Ivor Gurney & Howard Ferguson

0 of 5 stars

Gurney
Four Unpublished Pieces: Despair; Sehnsucht; Song of the Summer Woods; The Sea
Nocturne in B
Nocturne in A flat
Preludes
Ferguson
Sonata in F minor
Five Bagatelles

Mark Bebbington (piano)

Recorded April 2004 in St Paul’s Church, Birmingham


Reviewed by: Colin Anderson

Reviewed: September 2004
CD No: SOMM NEW HORIZONS SOMMCD 038
Duration: 74 minutes

Having recorded for Somm a splendid CD of the music of Mario Castelnuovo-Tedesco, Mark Bebbington once again makes the strongest possible case for little-known piano pieces. The recording quality here is clear and present, and the instrument pellucid in timbre, maybe too much so at times. There are also occasional electronic clicks; but the rarity of the music and Bebbington’s concentrated renditions of it makes the passing gremlin insignificant.

Ivor Gurney (1890-1937) was born in Gloucester. He experienced action in World War One that seems to have exacerbated existing mental instability. Yet this selection of his music, which straddles that epic conflict, displays little by way of change of idiom, signs of irrationality, or any lasting influences from being gassed and shell-shocked. In reality, though, Gurney was institutionalised in 1922 and remained so until his death.

The four unpublished pieces that begin Bebbington’s recital are gently melodic, musing, maybe a little Chopinesque, the economy of the pieces in no way hindering personal, very touching expression. The two Nocturnes, also pre-war, are subtle and shifting pieces that are further examples of Gurney’s quiet if eloquent voice, rather improvisatory, suggestive of the salon, but with a depth of feeling that Bebbington conveys with innate sensitivity. (In the A flat Nocturne, a really lovely piece, a car horn is heard at 3’13”!)
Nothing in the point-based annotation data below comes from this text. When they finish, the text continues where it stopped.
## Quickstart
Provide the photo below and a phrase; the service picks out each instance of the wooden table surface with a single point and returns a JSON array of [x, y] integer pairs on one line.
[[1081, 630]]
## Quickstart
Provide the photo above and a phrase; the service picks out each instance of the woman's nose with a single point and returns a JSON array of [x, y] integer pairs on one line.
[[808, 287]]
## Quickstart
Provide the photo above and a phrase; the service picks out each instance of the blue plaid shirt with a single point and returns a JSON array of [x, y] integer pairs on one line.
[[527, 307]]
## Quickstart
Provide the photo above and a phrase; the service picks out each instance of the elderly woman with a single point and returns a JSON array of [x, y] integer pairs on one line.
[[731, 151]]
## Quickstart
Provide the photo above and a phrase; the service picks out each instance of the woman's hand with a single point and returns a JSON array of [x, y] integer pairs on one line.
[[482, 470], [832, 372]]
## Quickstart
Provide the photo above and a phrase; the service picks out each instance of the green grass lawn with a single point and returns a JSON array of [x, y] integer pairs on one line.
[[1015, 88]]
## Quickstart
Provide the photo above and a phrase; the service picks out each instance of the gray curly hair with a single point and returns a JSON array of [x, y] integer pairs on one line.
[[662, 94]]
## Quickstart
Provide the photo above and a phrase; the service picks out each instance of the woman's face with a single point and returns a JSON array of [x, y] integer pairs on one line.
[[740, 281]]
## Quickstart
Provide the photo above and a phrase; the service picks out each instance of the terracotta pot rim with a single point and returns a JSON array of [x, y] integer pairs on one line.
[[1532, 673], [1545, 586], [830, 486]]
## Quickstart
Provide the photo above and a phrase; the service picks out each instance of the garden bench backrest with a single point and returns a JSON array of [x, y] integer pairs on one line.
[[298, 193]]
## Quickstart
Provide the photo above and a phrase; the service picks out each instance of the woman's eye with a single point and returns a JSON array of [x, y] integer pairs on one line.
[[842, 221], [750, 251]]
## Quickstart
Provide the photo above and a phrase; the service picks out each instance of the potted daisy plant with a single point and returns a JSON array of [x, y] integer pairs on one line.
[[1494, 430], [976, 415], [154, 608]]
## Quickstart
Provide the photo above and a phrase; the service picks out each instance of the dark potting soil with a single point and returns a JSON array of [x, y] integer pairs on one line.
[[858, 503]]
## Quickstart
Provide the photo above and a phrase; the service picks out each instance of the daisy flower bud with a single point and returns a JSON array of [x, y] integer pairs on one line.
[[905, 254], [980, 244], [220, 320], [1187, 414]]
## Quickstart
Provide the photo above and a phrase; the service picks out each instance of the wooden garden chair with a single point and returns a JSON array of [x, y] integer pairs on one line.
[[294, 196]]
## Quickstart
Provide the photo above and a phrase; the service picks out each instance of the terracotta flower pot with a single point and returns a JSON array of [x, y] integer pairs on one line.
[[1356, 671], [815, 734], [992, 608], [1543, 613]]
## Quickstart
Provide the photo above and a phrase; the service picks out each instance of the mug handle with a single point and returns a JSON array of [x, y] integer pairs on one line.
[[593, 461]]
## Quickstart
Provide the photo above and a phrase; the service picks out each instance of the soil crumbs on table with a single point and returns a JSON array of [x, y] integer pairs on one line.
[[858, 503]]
The post-war Preludes, 1919 and 1920, are more elusive, lonelier and more fragile, maybe in search of something intangible, with a suggestion of Fauré (also noticeable in the Nocturnes), and occasionally reminding of Brahms’s late piano pieces. It is rare that the music is either fast or fortissimo; the attention is held by the music’s unexpected rhythms and harmonies, and by Bebbington’s devotion to it. Two versions of Prelude No.9 are included, the second one, like the unpublished pieces, being previously unrecorded.

Howard Ferguson (1908-99) hailed from Belfast and died in Cambridge. During the Second War he was in London, a co-organiser of the National Gallery Concerts. Noted as a music editor, Ferguson’s output as a composer is not huge, but it is distinctive. His Piano Sonata, first played in 1940 by Myra Hess, is a work of substance, its three movements deeply expressed, turbulent and epic, a big, serious piece in which nothing frivolous or fragrant intrudes into an outpouring of anguish – yet without bombast, obviousness or selfishness. The haunting slow movement is initially tender and eloquent and builds to something darker, more demonstrative and sad. The finale, knotty and defiant, is no easy culmination, and certainly offers no solutions.

In contrast, Ferguson’s Five Bagatelles are pithy statements, no time wasted in establishing the remit of each; they make an engagingly contrasted sequence.

Once again Mark Bebbington displays total conviction in his choice of repertoire and, in turn, inspires the listener. His compelling advocacy suddenly makes this music important.